The legislators cited the emergence of “divisions and factions” in the ruling party as their reasons, speaker Aminu Tambuwal said during yesterday’s session, reading from a letter written by the defectors.

“We’re inching toward the majority, it’s just a matter of time,” Lai Mohammed, spokesman for the APC, said yesterday from the capital, Abuja. More would join from the House of Representatives by the new year and “hopefully more members also from the Senate”, he said.

With the change, the APC now has 172 members to the PDP’s 171 in the 360-member House of Representatives. The remaining seats are shared among smaller opposition parties and independents.

The ruling party retains its majority in the 109-member Senate. Five out of 23 state governors elected on the platform of the PDP quit on November 26 to join the APC.

“Parliamentarians don’t really vote en bloc as party representatives,” the head of macroeconomic and fixed-income research at FBN Capital, Gregory Kronsten, said yesterday from London. “So the fact that a number of them have crossed the floor doesn’t necessarily change voting patterns.”

The move could trigger more defections, or shifts in the opposite direction, UK-based risk consultancy Drum Cussac said yesterday. Both parties “will likely try to entice additional lawmakers in the coming weeks” to get the 181 seats required to control the House, it said.

PDP spokesman Olisah Metu called the legislators’ defection “treacherous and a huge betrayal”, in a statement on the party’s website. “The PDP remains unshaken by the departure.”

With increasing membership gains, the APC has emerged as the party capable of dislodging Mr Jonathan’s PDP, in power in Africa’s biggest oil producer since 1999, from office in elections due in 2015.

Nigeria depends on crude oil exports for about 80% of government revenue and more than 95% of foreign income.

A southern Christian who won elections in 2011, Mr Jonathan, 56, has not said if he will run in the next election. His administration is battling Boko Haram Islamist militants in the north, rampant oil theft, falling revenue from crude oil exports, and piracy off Nigeria’s coast.

Mr Jonathan is facing the biggest test of his three years in office after the central bank questioned the lack of accounting for $50bn in oil revenue and a former leader criticised him for failing to tackle corruption.

Former president Olusegun Obasanjo, a stalwart of the PDP, said in a letter to Mr Jonathan this month that he had failed to tackle graft and security threats in the country of more than 160-million people.
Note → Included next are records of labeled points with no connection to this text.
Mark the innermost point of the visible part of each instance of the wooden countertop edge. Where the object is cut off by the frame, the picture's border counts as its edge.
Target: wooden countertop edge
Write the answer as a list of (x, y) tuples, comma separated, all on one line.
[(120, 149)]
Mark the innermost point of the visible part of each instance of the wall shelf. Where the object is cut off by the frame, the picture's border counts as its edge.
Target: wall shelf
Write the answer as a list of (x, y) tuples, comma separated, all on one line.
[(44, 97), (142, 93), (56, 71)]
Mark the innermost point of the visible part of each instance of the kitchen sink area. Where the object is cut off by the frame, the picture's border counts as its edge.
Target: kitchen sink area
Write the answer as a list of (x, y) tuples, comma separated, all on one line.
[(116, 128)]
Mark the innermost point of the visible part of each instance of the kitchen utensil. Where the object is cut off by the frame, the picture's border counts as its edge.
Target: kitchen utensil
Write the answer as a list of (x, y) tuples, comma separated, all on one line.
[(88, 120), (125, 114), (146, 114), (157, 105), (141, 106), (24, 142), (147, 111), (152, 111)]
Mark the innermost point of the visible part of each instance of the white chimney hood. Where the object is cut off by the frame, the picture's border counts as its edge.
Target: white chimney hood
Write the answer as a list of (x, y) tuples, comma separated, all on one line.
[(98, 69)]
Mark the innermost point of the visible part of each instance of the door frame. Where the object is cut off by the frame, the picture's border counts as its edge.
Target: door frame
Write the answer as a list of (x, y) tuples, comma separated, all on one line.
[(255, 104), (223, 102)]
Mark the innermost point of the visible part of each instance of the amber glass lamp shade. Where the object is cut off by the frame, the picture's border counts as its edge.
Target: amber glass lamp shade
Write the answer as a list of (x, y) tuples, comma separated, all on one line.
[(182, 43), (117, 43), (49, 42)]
He also accused Mr Jonathan of widening a split between the mainly Muslim north and largely Christian south in a bid to retain power.

Mr Obasanjo’s criticism came after Central Bank of Nigeria governor Lamido Sanusi wrote Mr Jonathan a letter alleging that the Nigerian National Petroleum Corporation was withholding more than three-quarters of the oil revenue earned from January last year to July this year.

The cumulative effect has been to dim Mr Jonathan’s chances of winning Nigeria’s next election, scheduled for 2015.